We present the results of the correlation between the nuclear 2–10 keV X-ray and radio (at 2 cm, 6 cm, and 20 cm) luminosities for a well-defined sample of local Seyfert galaxies. We use a sample of low luminosity radio galaxies (LLRGs) for comparison. In both Seyfert and LLRG samples, X-ray and radio luminosities are significantly correlated over 8 orders of magnitude, indicating that the X-ray and radio emission sources are strongly coupled. Moreover, both samples show a similar regression slope, LX ∝ L 0.97 R , but Seyfert galaxies are three orders of magnitude less luminous in the radio band than LLRGs. This suggests that either similar physical mechanisms are responsible for the observed emission or a combination of different mechanisms ends up producing a similar correlation slope. Indeed, the common belief for LLRG is that both the X-ray and radio emission are likely dominated by a relativistic jet component, while in Seyfert galaxies the X-ray emission probably arises from a disk-corona system and the radio emission is attributed to a jet/outflow component.

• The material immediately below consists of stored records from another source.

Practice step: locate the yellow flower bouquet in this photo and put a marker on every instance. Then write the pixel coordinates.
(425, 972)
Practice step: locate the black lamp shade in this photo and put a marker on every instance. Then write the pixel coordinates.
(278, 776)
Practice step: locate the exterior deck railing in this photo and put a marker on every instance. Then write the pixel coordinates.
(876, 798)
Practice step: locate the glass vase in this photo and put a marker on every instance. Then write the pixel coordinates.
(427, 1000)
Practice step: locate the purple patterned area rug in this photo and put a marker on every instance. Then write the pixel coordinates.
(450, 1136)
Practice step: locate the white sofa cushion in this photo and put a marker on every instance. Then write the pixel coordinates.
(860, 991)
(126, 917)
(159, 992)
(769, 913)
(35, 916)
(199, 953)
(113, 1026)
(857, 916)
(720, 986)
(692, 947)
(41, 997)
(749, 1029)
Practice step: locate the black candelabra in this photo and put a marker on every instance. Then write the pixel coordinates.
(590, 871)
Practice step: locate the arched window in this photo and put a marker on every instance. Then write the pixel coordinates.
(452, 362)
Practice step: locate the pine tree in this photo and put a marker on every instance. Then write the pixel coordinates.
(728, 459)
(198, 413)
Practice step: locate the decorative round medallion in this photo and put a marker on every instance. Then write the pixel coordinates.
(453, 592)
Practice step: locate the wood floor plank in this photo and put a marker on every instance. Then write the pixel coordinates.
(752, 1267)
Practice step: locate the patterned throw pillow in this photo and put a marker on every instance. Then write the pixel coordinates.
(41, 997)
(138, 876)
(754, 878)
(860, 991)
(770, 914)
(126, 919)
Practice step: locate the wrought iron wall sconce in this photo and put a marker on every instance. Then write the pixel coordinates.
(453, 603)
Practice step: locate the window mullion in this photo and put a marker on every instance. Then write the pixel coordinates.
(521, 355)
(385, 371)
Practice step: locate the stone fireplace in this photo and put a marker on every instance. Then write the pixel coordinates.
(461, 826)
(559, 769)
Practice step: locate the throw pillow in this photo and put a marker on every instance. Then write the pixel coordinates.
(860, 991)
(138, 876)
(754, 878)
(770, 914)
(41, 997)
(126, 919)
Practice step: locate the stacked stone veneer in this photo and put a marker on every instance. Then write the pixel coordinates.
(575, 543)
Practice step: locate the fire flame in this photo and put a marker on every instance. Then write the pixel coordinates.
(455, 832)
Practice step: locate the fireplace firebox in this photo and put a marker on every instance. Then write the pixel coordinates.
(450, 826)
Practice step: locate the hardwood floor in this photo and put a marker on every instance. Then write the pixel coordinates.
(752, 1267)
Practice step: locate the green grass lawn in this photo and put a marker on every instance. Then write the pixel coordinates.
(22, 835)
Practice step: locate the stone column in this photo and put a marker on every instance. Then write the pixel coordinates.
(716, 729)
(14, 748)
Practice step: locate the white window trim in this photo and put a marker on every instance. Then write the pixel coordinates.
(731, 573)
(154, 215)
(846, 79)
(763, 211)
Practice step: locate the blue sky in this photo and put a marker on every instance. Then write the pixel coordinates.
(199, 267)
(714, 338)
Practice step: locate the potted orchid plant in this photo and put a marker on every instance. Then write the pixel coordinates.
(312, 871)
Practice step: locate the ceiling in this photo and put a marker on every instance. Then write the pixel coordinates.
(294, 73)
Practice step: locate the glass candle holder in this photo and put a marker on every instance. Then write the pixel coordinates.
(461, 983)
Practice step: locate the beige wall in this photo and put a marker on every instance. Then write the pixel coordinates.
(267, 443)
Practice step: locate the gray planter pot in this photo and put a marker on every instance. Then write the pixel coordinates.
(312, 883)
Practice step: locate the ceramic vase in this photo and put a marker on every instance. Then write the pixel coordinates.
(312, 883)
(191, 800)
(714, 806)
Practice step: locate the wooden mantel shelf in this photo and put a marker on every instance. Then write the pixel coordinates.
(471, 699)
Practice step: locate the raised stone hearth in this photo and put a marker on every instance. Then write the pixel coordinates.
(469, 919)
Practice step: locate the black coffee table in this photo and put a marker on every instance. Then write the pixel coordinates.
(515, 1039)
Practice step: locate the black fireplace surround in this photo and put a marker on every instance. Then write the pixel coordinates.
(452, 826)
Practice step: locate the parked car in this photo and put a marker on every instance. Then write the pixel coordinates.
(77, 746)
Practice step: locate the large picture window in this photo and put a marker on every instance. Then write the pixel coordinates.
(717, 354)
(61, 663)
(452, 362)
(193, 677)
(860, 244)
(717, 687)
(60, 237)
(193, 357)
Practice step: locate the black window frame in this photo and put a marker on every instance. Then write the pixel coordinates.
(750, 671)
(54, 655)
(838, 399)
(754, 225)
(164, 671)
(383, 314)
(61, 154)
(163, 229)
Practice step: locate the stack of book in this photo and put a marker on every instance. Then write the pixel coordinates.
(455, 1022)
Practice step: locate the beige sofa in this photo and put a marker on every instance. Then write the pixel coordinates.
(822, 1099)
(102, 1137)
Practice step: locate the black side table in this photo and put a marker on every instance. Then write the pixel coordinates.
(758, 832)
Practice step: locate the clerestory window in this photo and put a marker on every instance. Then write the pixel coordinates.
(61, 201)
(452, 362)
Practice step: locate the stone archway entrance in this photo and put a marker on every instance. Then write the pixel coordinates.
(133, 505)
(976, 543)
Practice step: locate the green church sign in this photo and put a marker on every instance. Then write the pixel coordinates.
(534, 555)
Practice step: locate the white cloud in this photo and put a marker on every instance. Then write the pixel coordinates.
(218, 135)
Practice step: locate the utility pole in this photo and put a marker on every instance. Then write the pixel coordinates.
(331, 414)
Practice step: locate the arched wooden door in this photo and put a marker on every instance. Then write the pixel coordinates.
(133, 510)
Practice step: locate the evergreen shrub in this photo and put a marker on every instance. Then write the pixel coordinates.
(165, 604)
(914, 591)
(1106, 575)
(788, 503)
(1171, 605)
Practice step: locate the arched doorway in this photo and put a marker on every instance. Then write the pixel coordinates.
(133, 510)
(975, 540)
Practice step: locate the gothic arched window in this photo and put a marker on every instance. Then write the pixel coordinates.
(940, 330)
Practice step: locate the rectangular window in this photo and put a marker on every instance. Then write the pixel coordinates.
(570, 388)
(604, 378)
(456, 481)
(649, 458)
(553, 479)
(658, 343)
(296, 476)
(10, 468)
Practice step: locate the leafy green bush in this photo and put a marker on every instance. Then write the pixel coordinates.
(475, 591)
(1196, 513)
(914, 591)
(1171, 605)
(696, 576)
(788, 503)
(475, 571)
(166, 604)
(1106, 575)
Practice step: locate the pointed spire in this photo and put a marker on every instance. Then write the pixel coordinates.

We investigate the radio loudness issue in the two samples and find that the Seyfert galaxies and the LLRGs show a different distribution of the radio loudness parameters. No correlation is found between the luminosity and the radio loudness; however, the latter is related to the black hole mass and anti-correlated with the Eddington ratio. The dichotomy in the radio loudness between Seyfert and LLRG observed down to low Eddington ratios, L2−10 keV/LEdd ∼ 10 −8 , does not support the idea that the origin of the radio loudness is due to a switch in the accretion mode.